Il y a deux raisons principales. D’un point de vue organisationnel, les établissements doivent établir tous les programmes individuels des étudiants et les rendre compatibles avec l’organisation des cours le plus tôt possible dans l’année. D’un point de vue pédagogique, plus le temps avance, plus il devient difficile pour les étudiants de rattraper les cours auxquels ils n’ont pas pu assister. Il est toutefois prévu d’autoriser les étudiants de première année de premier cycle qui pensent s’être trompés à modifier leur inscription entre le 30 septembre et le 31 octobre.

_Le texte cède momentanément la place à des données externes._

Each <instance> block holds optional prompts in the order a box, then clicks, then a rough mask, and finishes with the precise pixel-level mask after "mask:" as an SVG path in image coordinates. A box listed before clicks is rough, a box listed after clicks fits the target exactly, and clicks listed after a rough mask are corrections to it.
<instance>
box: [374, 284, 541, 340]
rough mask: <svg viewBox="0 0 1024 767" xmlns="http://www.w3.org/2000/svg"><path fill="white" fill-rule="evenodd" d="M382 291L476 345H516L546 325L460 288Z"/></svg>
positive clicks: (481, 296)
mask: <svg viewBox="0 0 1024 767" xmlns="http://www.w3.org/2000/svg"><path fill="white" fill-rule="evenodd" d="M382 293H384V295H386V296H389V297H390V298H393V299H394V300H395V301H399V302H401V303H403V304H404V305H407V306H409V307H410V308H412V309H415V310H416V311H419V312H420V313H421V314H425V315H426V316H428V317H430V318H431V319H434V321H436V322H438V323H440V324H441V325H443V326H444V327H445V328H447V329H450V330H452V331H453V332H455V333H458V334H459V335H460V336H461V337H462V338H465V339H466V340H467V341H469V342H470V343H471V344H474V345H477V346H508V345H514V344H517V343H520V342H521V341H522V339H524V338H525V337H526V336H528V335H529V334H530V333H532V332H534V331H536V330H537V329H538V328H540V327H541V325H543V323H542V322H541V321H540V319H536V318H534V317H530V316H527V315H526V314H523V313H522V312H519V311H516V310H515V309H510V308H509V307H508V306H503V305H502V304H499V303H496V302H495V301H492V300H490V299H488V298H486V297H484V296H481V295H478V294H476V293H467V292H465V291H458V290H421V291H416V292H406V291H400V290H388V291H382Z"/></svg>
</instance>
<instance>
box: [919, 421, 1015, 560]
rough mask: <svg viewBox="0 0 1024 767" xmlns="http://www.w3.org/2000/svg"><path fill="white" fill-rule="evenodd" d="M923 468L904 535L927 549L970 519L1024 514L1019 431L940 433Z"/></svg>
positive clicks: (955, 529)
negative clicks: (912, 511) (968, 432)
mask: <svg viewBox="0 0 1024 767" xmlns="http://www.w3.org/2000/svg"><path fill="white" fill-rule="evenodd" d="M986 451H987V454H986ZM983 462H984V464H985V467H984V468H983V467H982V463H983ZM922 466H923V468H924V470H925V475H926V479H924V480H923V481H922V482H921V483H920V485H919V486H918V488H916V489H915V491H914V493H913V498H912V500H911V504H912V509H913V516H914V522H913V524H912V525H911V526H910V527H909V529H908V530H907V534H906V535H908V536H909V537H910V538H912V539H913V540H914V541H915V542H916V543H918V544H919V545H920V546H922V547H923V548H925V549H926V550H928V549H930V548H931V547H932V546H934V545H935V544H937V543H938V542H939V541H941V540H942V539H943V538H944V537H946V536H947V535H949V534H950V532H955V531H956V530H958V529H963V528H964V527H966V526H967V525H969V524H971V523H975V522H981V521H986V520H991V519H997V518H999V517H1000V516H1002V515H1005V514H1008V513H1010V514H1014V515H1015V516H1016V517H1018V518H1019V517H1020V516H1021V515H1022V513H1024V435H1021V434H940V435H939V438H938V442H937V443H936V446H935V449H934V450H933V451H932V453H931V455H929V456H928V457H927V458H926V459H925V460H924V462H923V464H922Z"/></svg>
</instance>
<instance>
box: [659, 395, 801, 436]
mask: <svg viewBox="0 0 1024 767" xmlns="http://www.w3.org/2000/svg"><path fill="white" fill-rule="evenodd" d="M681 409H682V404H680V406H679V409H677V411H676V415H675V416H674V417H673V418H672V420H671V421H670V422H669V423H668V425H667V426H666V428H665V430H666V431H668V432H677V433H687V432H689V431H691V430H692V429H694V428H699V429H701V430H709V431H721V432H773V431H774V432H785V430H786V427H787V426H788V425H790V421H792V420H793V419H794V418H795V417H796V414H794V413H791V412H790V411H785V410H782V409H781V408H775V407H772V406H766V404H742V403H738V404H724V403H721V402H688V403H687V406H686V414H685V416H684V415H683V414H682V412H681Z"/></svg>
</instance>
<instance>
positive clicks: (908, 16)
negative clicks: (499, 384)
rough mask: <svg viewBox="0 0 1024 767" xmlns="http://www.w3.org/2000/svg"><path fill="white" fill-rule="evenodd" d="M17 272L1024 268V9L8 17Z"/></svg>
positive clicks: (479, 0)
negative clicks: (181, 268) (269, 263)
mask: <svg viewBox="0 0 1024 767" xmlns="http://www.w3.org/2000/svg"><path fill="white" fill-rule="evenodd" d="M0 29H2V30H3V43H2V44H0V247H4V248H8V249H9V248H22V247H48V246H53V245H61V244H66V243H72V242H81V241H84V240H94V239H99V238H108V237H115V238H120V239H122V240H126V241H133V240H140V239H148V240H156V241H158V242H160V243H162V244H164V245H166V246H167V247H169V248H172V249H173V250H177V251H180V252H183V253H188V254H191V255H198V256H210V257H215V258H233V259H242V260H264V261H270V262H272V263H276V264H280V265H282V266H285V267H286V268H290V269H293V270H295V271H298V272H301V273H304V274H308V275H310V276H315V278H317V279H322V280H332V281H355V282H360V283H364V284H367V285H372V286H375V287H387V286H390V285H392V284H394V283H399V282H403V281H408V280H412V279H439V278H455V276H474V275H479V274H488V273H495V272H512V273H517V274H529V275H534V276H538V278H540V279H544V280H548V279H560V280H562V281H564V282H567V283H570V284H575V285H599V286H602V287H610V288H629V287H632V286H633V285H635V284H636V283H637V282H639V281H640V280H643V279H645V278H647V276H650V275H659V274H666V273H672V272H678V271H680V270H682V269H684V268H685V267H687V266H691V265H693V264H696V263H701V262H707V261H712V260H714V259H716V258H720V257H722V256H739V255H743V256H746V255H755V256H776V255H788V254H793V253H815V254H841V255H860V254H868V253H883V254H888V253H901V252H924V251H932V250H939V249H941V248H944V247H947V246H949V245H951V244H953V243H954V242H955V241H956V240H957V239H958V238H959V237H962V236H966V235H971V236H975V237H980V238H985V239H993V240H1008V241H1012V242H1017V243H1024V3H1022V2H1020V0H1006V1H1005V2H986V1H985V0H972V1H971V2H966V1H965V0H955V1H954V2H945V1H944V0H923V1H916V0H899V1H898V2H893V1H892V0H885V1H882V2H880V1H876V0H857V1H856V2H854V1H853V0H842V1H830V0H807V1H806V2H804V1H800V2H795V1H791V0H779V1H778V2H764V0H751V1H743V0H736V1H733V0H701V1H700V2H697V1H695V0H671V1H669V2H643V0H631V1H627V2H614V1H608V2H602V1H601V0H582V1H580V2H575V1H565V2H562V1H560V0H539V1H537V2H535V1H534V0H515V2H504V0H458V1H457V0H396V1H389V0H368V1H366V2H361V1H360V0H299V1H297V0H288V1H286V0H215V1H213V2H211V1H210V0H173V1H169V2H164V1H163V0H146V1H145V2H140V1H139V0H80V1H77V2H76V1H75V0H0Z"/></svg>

9. La carte d’étudiant deviendra obligatoire
La fourniture d’une carte d’étudiant sera obligatoire et généralisée. Devront a minima y figurer une photo couleur, la mention du numéro d’étudiant et le logo de l’établissement. Seul et unique moyen d’assurer un contrôle de l’identité, c’est aussi un signe d’appartenance pour l’étudiant.
10. Quelles sont les premières réactions ?
Les syndicats attendent d’avoir reçu le document officiel avant de se prononcer. Dans l’opposition, la cheffe de file CDH au Parlement, Alda Greoli, regrette le manque d’information. "Dommage, dit-elle, de ne pas s’être assuré l’accord préalable du terrain." D’autre part, la députée s’interroge. "On semble essentiellement parler du parcours de l’étudiant mais qu’en est-il des autres aspects de cette réforme ? Quid des années propédeutiques ? De l’orientation ? De l’organisation et de la mission de l’Ares ?" Enfin, sur son site, la Fédération des étudiants francophones craint que le projet ne mette encore davantage en difficulté les étudiants les plus précarisés.